L'ouverture culturelle

Par coordo dupaysblanc, publié le jeudi 20 décembre 2012 23:16 - Mis à jour le vendredi 18 janvier 2013 18:17

Je lis du théâtre 2016 - Rencontre avec Jean-Pierre CANNET

Paretanriat avec la médiathèque ATHANOR de Guérande et la compagnie ATHENOR de Saint Nazaire pour la 3° année.

Les élèves lisent 8 pièces de théâtre contemporain d'octobre à avril. Ils élisent ue pièce coup de coeur, choisissent un extrait et préparent leur argumentaire. Ils rencontrent un des auteurs et un comédien se déplace au collège pour aider à la préparation d'une formule "mise en voix/mise en scène" de l'extrait du coup de coeur. Enfin, les élèves présentent leur argumentaire et leur "mise en voix/mise en scène" devant d'autres classes sur scène à Athanor.

Article élève 5°C

J'ai été ravie de rencontrer avec ma classe de 5ème C  Jean-Pierre Cannet, l'auteur de la pièce Caddie.

    J'avais beaucoup aimé son livre qui parle du sentiment d'enfermement d'une femme qui a tout ce qu'il faut pour être heureuse mais qui étouffe entre son mari riche et son fils de 12 ans.

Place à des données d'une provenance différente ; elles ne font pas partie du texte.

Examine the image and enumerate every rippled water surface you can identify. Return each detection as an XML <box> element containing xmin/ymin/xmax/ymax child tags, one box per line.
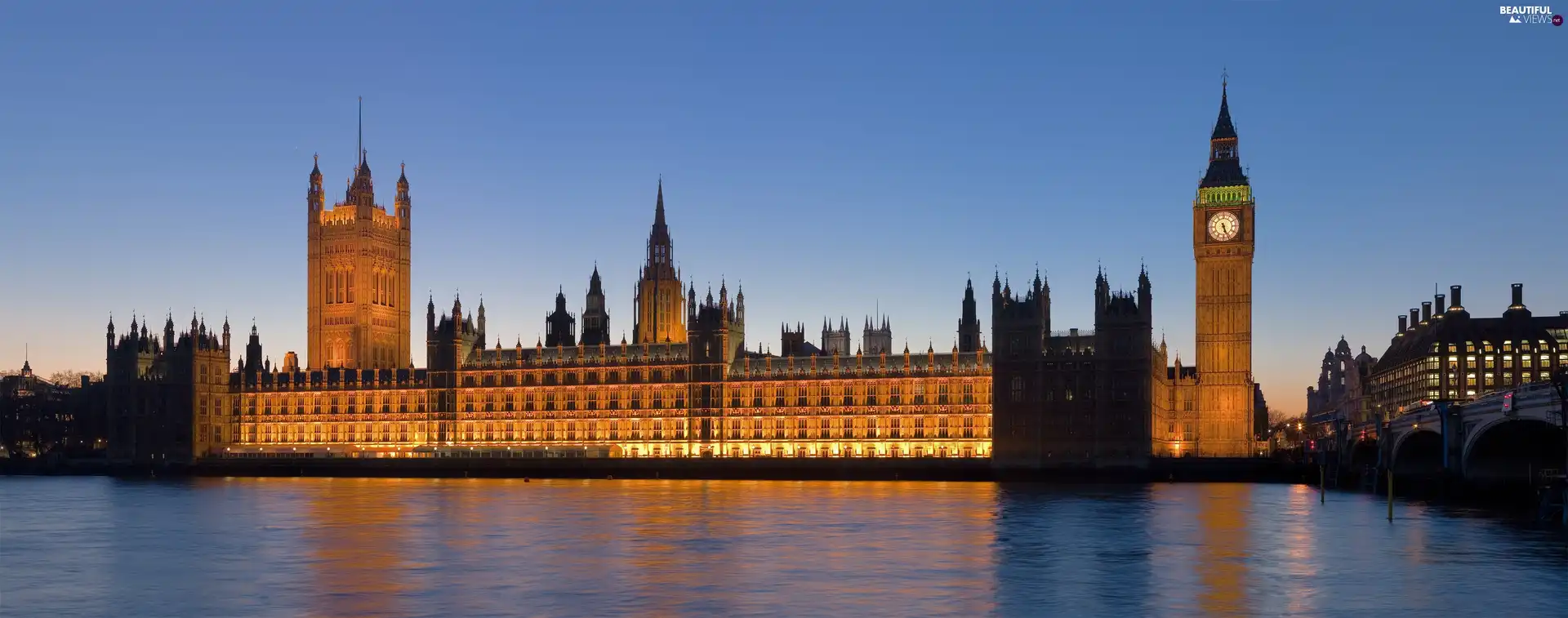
<box><xmin>0</xmin><ymin>478</ymin><xmax>1568</xmax><ymax>616</ymax></box>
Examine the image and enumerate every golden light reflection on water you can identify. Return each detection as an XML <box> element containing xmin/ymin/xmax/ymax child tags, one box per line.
<box><xmin>58</xmin><ymin>478</ymin><xmax>1568</xmax><ymax>616</ymax></box>
<box><xmin>300</xmin><ymin>478</ymin><xmax>412</xmax><ymax>616</ymax></box>
<box><xmin>1198</xmin><ymin>483</ymin><xmax>1253</xmax><ymax>615</ymax></box>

    Un jour, pour se sentir exister, elle va voler une boite de pâté dans le magasin dont son mari est le patron. C'est le début de la pièce .C'était bien raconté. J'ai trouvé ça très intéressant de discuter avec l'auteur car cela m'a permis de mieux comprendre certaines choses dans l'histoire.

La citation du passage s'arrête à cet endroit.